Is the bike theft epidemic starting to affect new bike sales?
Figures released by the Motorcycle Industry Association show a 14% year-on-year decline in new bike sales.
It’s the fifth month in a row that new bike sales have declined. With around one-third of bikers never buying another bike following a theft, it’s possible that some of the decline in sales is down to the rise in motorcycle theft.
London alone has seen a 44% rise in theft (motorcycle-related crime, in which a motorbike or scooter is used in a crime has gone up nearly 1000% in the last recorded period).
Nationally the rise in theft has been closer to 9%, still a significant figure.
Are sales affected?
Overall new bike sales are down 14.1% compared to the same time last year. But certain categories of bike have seen a spike in thefts and a decline in sales.
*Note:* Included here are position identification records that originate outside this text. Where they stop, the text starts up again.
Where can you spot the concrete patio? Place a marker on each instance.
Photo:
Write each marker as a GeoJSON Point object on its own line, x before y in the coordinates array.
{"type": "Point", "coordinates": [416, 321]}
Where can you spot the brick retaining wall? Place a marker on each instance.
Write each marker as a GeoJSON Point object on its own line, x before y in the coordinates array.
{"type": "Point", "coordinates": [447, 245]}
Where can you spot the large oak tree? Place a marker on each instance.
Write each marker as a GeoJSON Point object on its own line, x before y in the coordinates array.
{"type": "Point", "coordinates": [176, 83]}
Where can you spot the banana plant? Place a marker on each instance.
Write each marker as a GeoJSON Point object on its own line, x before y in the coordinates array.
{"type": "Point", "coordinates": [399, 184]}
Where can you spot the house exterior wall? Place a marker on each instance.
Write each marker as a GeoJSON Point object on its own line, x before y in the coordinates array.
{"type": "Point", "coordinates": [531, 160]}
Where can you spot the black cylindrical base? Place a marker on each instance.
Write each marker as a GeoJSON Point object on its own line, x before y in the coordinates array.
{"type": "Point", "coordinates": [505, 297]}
While bikes between 651cc and 1000cc have seen a modest rise of 0.3% and 1000cc plus 1.3%, scooters between 51cc and 125cc have plummeted 32.2%.
In London especially, that same engine size is a common target for opportunist bike thieves who know they can more easily strip and sell on parts than on a sportsbike that may have an expensive tracker fitted or individual parts marked with identification technologies like microdots or SmartWater.
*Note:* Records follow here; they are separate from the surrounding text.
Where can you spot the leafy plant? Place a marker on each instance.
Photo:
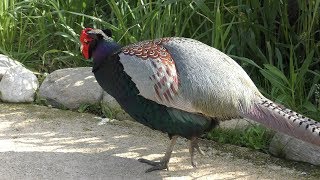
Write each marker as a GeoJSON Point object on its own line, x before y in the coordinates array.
{"type": "Point", "coordinates": [254, 136]}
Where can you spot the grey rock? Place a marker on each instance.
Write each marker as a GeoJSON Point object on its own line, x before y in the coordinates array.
{"type": "Point", "coordinates": [294, 149]}
{"type": "Point", "coordinates": [71, 87]}
{"type": "Point", "coordinates": [111, 106]}
{"type": "Point", "coordinates": [18, 84]}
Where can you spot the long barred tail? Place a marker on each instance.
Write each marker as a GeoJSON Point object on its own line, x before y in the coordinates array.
{"type": "Point", "coordinates": [284, 120]}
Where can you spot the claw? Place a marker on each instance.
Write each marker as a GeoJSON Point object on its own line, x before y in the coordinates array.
{"type": "Point", "coordinates": [194, 145]}
{"type": "Point", "coordinates": [163, 164]}
{"type": "Point", "coordinates": [156, 165]}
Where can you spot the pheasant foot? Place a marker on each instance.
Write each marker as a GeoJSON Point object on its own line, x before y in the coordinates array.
{"type": "Point", "coordinates": [163, 164]}
{"type": "Point", "coordinates": [194, 145]}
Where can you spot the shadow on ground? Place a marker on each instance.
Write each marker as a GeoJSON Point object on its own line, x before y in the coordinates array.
{"type": "Point", "coordinates": [45, 143]}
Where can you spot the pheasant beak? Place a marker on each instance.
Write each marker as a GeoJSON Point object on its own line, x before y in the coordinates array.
{"type": "Point", "coordinates": [85, 40]}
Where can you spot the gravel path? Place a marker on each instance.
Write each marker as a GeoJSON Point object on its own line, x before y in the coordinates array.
{"type": "Point", "coordinates": [38, 142]}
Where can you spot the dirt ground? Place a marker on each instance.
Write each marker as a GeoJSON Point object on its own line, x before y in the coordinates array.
{"type": "Point", "coordinates": [38, 142]}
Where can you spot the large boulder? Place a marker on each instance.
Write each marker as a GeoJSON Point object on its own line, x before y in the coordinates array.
{"type": "Point", "coordinates": [294, 149]}
{"type": "Point", "coordinates": [17, 84]}
{"type": "Point", "coordinates": [71, 88]}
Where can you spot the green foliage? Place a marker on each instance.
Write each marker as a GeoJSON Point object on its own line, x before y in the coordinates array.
{"type": "Point", "coordinates": [98, 109]}
{"type": "Point", "coordinates": [254, 136]}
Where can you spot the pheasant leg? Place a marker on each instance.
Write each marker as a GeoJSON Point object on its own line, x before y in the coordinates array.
{"type": "Point", "coordinates": [163, 164]}
{"type": "Point", "coordinates": [194, 145]}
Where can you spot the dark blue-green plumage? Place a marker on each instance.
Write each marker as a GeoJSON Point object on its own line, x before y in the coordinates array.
{"type": "Point", "coordinates": [111, 76]}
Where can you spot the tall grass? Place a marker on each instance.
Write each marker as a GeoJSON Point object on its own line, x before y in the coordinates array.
{"type": "Point", "coordinates": [277, 42]}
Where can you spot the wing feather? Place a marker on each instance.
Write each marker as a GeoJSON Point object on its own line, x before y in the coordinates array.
{"type": "Point", "coordinates": [154, 72]}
According to Tracker, who use VHF tracking technology to recover stolen bikes, four of the top five stolen then recovered bikes are in the 51-125cc category.
Maybe we were wrong
We have said elsewhere that bike theft can actually be good for the industry. For the motorcycle insurance industry, we still believe that the opportunity to increase everyone’s premiums far outweighs the payouts made on individual claims (and as we know, insurers do everything they can to reduce the impact on their bottom line in each claim).
We said then, “Even allowing for the fact that up to one-third of owners abandon biking after a theft, the remaining two-thirds take the insurance payout and get another bike. Is it too crude to suggest this is good business for the manufacturer? They have just sold two bikes to the same person much sooner than the natural replacement cycle.”
Given the worrying decline in sales, that shows no sign of abating this year, perhaps we were wrong and theft is starting to affect whether a biker will buy new again.
Used bike sales figures are harder to come by, but given how often bikers lose out in insurance claims it would be no surprise if there had been an increase in sales of bikes up to three years old simply because owners have been financially forced away from a new bike purchase. After a theft, to be able to afford any type of insurance premium at all is a struggle.
In that same article, we urged the motorcycle brands to take bike security way more seriously. Maybe the decline in sales is the wake-up call they need.
Get yourself sorted:
If you were ever going to get a great deal on a new bike, now is maybe time to take advantage of the poor sales guy’s desperate need to hit his sales figures. Get down the showroom.